For example in JDK < 8, the Rhino javascript engine had the 'instructionCount' callback mechanism, which is not present in Nashorn. It basically gives you a way to execute logic in a callback that is automatically called every x instructions (bytecode instructions!). I first tried (and lost a lot of time) to mimic the instructionCount idea with Nashorn, for example by prettifying the script first (because people could write the whole script on one line) and then injecting a line of code in the script that triggers a callback. However, that was 1) not very straightforward to do 2) one would still be able to write an instruction on one line that runs infinitely/uses a lot of memory.

Being stuck there, the search led us to the Rhino engine from Mozilla. Since its inclusion in the JDK a long time ago it actually evolved further on its own, while the version in the JDK wasn't updated with those changes! After reading up the (quite sparse) Rhino docs, it became clear Rhino seemed to have a far richer feature-set with regards to our use case. 

The ClassFilter from Nashorn matched the 'ClassShutter' concept in Rhino. The cpu and memory problem were solved using the callback mechanism of Rhino: you can define a callback that is called every x instructions. This means that one line could be hundreds of byte code instructions and we get a callback every x instructions .... which make it an excellent candidate for monitoring our cpu and memory usage when executing the script. 

If you are interested in our implementation of these ideas in the code, have a look here.

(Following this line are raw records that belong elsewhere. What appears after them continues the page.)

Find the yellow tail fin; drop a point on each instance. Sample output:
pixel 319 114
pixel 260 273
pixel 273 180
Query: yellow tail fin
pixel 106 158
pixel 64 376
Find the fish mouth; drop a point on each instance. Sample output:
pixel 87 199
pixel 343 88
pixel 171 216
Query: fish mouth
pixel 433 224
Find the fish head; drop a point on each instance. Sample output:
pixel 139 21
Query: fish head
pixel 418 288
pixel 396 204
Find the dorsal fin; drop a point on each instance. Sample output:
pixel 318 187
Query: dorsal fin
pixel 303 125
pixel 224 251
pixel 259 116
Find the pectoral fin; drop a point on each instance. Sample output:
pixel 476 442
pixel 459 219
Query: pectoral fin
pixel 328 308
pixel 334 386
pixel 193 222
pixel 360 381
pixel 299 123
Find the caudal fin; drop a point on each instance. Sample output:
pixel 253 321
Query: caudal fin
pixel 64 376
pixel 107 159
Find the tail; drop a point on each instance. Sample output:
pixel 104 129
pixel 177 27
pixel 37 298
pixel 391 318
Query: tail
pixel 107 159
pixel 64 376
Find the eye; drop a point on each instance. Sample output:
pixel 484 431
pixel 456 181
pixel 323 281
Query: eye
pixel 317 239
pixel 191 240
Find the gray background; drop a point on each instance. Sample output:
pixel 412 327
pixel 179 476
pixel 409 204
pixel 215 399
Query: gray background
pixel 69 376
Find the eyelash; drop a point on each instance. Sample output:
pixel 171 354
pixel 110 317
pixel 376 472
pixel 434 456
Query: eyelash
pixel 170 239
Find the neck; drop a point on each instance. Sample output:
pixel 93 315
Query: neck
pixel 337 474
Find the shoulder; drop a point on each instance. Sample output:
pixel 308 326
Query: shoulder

This does mean that whatever JDK version you are using, you will not be using the embedded javascript engine, but always Rhino.

Trying it out


To use the new secure scripting feature, add the following depdendency:

<dependency>
  <groupId>org.activiti</groupId>
  <artifactId>activiti-secure-javascript</artifactId>
  <version>5.21.0</version>
</dependency>

This will transitevly include the Rhino engine. This also enables the SecureJavascriptConfigurator, which needs to be configured before creating the process engine:

SecureJavascriptConfigurator configurator = new SecureJavascriptConfigurator()
  .setWhiteListedClasses(new HashSet<String>(Arrays.asList("java.util.ArrayList")))
  .setMaxStackDepth(10)
  .setMaxScriptExecutionTime(3000L)
  .setMaxMemoryUsed(3145728L)
  .setNrOfInstructionsBeforeStateCheckCallback(10);

ProcessEngine processEngine = new StandaloneInMemProcessEngineConfiguration()
  .addConfigurator(configurator)
  .buildProcessEngine();

This will configure the secure scripting to

  • Every 10 instructions, check the CPU execution time and memory usage
  • Give the script 3 seconds and 3MB to execute
  • Limit stack depth to 10 (to avoid recursing)
  • Expose the array list as a class that is safe to use in the scripts

Running the script from above that tries to read the ifconfig and shut down the JVM leads to:

TypeError: Cannot call property getRuntime in object

[JavaPackage java.lang.Runtime]. It is not a function, it is "object".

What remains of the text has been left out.